After a year of searching for a space to build a weekend retreat, a North Shore couple with three sons zeroed in on an empty lot hidden from the road by a forested conservation area in Lakeside, Michigan. With miles of sandy beaches, apple orchards and plenty of year-round recreational activities, the area proved to be the perfect location for the active family. “This property is unique because it’s so pretty and private,” says the wife. “We love the area and it’s an easy drive from the city.”
To design the project, the couple reassembled the same team responsible for their main house in Highland Park, plus landscape architect Scott Byron. “Having the right team is crucial for a project like this,” says designer Stephanie Wohlner. “We all went back and forth about the design and worked closely together on the house.” adds the wife: “our primary residence is a Georgian-style brick home, but we wanted something different and more modern for this vacation retreat.”

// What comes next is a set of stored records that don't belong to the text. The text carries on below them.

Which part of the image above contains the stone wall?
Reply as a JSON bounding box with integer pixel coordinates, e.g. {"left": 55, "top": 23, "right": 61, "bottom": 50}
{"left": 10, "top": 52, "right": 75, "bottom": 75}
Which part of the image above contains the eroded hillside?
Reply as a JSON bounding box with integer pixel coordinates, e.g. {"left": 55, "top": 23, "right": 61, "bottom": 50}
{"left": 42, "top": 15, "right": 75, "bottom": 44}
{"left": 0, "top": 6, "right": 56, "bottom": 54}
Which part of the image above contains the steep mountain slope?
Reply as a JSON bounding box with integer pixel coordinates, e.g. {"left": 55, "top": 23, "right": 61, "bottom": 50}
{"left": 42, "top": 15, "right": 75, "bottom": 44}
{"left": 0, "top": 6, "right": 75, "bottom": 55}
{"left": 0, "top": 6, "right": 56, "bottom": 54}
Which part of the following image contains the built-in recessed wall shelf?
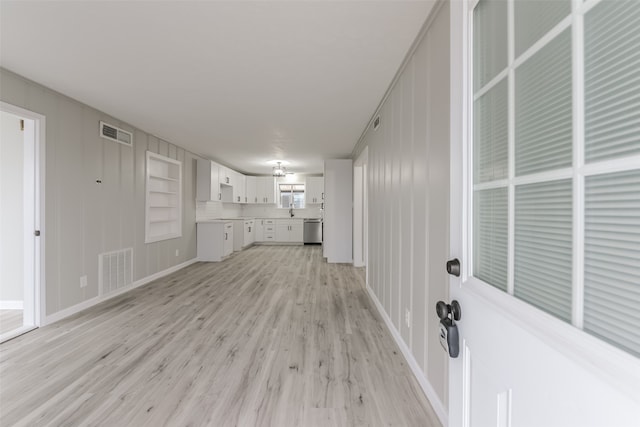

Before the project could commence, construction manager John Harty—who worked on the house with his brother and business partner, Rich Harty—had to prepare the site for a foundation. This required digging 18 feet below ground level to get to the virgin soil. “We had to dig the soil out of a hole, fill it with sand and then impact it before anything could be done,” John Harty says. “It was amazing what we did to make the site buildable again.” Likewise, to address the drainage issues that threatened to swamp the project, Byron designed a dry creek bed lined with large-format gravel so that it would feel like a river running through the property. In turn, an ipe-wood fence covered with climbing hydrangeas provides a sense of separation from the driveway while adding color and interest. “The idea is that as time goes on, it will be a living wall separating the garage and utilitarian areas from the courtyard and front door,” Byron says.
A winding path leads through the woods and out onto a clearing where the recently completed abode now stands on a bluff overlooking Lake Michigan. On the lakeside of the house, Byron kept it simple, incorporating native grasses and planters for annual color. A poolside patio makes way to a covered porch and to the great room, which has three sets of sliding glass doors that frame ever-changing lake vistas. “The area around the pool is integral to the design,” says architect Stuart D. Shayman, who created a barn-like structure with a modern sensibility using white clapboard siding and a metal roof. “When you open up the doors on both sides of the house, it feels like one big space.”
Inside, this same idea is repeated, with an open living, dining and kitchen space. On the second floor, a bridge overlooking the main living areas connects to the guest suites and a bunkroom that can sleep up to eight people comfortably. “The concept for this home was for it to be a place for the homeowners to gather with friends and family,” Shayman says. “There’s enough space for everybody, whether it’s just the family or a large group of people.”
The home’s beamed tongue-and-groove ceiling, which soars to 26 feet at its peak, required great thought. These types of details, Wohlner explains, make all the difference. “We talked about doing a drywall ceiling, but I felt like it needed that layer of the beams on wood,” she says. The designer also suggested painting the ceiling gray rather than a crisp white, which was first considered. “It would have made the space feel too big and cold,” Wohlner says. “This color feels much warmer.” the rift-sawn oak floors from apex wood floors, which were pre-finished in a gray stain, were added for the same purpose. “The knotty texture and mix of grayish tones made the house feel less stark and a little more casual,” Wohlner says. “The colors seem to move and change like the water.”
When contemplating the palette, inspiration struck the designer while walking along the sea during a trip to Mexico. “I saw these rocks that were kind of blue-gray and chartreuse, and that’s where the design came from,” says Wohlner, who incorporated a casual cotton-weave rug and a comfortable navy sectional in the great room. Livening up the design are pops of color in the form of ceramic vases, pillows and a pair of matching upholstered chairs. Because Wohlner had worked with the owners in the past, she understood that creating the kind of look her clients hoped to achieve would mean incorporating a few traditional fabrics and accessories alongside more contemporary pieces. In the master bedroom, for instance, she paired a chair and other modern furnishings with more traditional-patterned fabrics. “The design has a classic sensibility yet still feels very modern,” Wohlner says.
And although the designer purposely steered away from a traditional beach aesthetic, her design does make subtle nods to it. The great room’s fireplace hearth, for example, is covered in a white ceramic tile. “It’s almost shell-like, but it also has a modern vernacular,” Wohlner says. In addition, a striped rug in the den has a beachy feel within that same modern context, while baskets and stacks of books add to that summer house aesthetic.
Shortly after their lakefront retreat was finished, the owners decided to host family and friends there for thanksgiving. “People flew in from the east coast, and we all congregated there for several days,” says the wife. “The design process is kind of like having a garden: it’s interesting the way it all comes together and so exciting when it finally bears fruit.”